Basecamp used to take two common business deductions called the domestic manufacturing credit (§199) and the Research & Development credit. Both of these tax credits were substantial, both were recommended by esteemed accounting firms with entire departments dedicated to their exploitation, and both were total fucking bullshit.
So we stopped taking them. (You should have seen the faces of our new accountants as we told them this 😂).
Supposedly these credits are there to encourage American companies to spend on R&D and to keep manufacturing jobs in the country, but give me a break. I’d wager that the vast majority of companies that accept these tax handouts do not base their decisions about how much to spend on R&D or whether to hire domestically on these credits in the least. It’s just free money.

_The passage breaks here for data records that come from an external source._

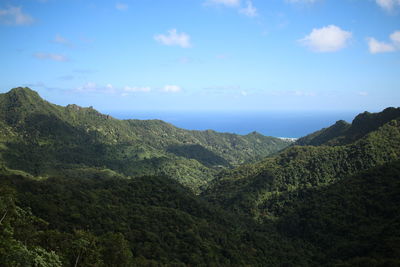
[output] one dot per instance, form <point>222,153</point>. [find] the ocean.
<point>278,124</point>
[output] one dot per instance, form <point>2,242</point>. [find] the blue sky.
<point>204,54</point>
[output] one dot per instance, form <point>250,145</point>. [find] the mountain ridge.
<point>76,136</point>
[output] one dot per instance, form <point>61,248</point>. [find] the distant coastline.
<point>282,124</point>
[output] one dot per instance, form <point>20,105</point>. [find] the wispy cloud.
<point>229,3</point>
<point>92,87</point>
<point>249,10</point>
<point>376,46</point>
<point>327,39</point>
<point>50,56</point>
<point>171,89</point>
<point>14,16</point>
<point>302,1</point>
<point>135,89</point>
<point>388,5</point>
<point>174,38</point>
<point>121,6</point>
<point>58,39</point>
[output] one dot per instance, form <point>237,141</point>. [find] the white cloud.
<point>174,38</point>
<point>376,46</point>
<point>61,40</point>
<point>92,87</point>
<point>15,16</point>
<point>229,3</point>
<point>249,10</point>
<point>136,89</point>
<point>121,6</point>
<point>395,37</point>
<point>379,47</point>
<point>171,89</point>
<point>327,39</point>
<point>388,5</point>
<point>50,56</point>
<point>301,1</point>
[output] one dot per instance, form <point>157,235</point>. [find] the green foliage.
<point>354,221</point>
<point>43,139</point>
<point>342,133</point>
<point>79,188</point>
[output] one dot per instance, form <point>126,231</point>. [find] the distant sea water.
<point>278,124</point>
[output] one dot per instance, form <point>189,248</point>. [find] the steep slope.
<point>353,222</point>
<point>251,188</point>
<point>342,133</point>
<point>43,139</point>
<point>145,221</point>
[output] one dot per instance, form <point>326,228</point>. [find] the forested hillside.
<point>79,188</point>
<point>43,139</point>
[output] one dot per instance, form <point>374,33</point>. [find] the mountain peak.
<point>23,91</point>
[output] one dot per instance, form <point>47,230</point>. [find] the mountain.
<point>340,199</point>
<point>249,188</point>
<point>108,220</point>
<point>80,188</point>
<point>43,139</point>
<point>342,133</point>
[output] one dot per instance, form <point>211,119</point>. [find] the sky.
<point>196,55</point>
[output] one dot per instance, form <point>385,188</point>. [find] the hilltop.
<point>41,139</point>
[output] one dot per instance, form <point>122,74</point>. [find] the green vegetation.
<point>79,188</point>
<point>44,139</point>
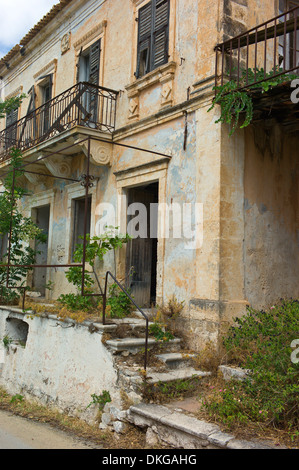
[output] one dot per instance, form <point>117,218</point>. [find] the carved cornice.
<point>46,69</point>
<point>92,34</point>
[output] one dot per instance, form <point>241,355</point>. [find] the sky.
<point>17,17</point>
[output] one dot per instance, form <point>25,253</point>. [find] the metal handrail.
<point>65,111</point>
<point>237,53</point>
<point>108,273</point>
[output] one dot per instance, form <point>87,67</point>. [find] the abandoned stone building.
<point>125,86</point>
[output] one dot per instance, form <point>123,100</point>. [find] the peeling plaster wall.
<point>271,208</point>
<point>61,365</point>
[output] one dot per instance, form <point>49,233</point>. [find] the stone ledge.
<point>184,431</point>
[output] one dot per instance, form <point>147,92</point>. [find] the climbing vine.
<point>235,102</point>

Now the conventional wisdom goes that companies have a fiduciary duty to squeeze, pull, and bend the tax code until it submits to the minimal possible effective rate. That executives and accountants simply must exploit every loophole and take every handout. Then celebrate when they score undue deduction after undue deduction with ever more lavish bonuses and payouts.
Fuck that.
Now, I’m not saying that you should voluntarily just send a bigger check to the IRS than your nominal rate requires. Or that there aren’t reasonable deductions that perhaps make sense and encourage good behavior in circumstances. But I am saying you’re allowed to read the intent of the law, not just the letter of it. That beating the system with the IRS as your opponent is a dismal and dark assessment of a companies role in the larger society.
You can absolutely chose not to partake in these schemes. But first you have to break out of the paradigm that has most executives and accountants treat loophole exploitation as the default strategy.
The scandal isn’t what’s illegal but what’s legal. Don’t be so scandalous.
It’s time to reimagine capitalism. It doesn’t have to be at war with doing what’s good for society. To pay workers better, to pay its fair share of taxes, to be contend with enough. You can do all this and still take a profit.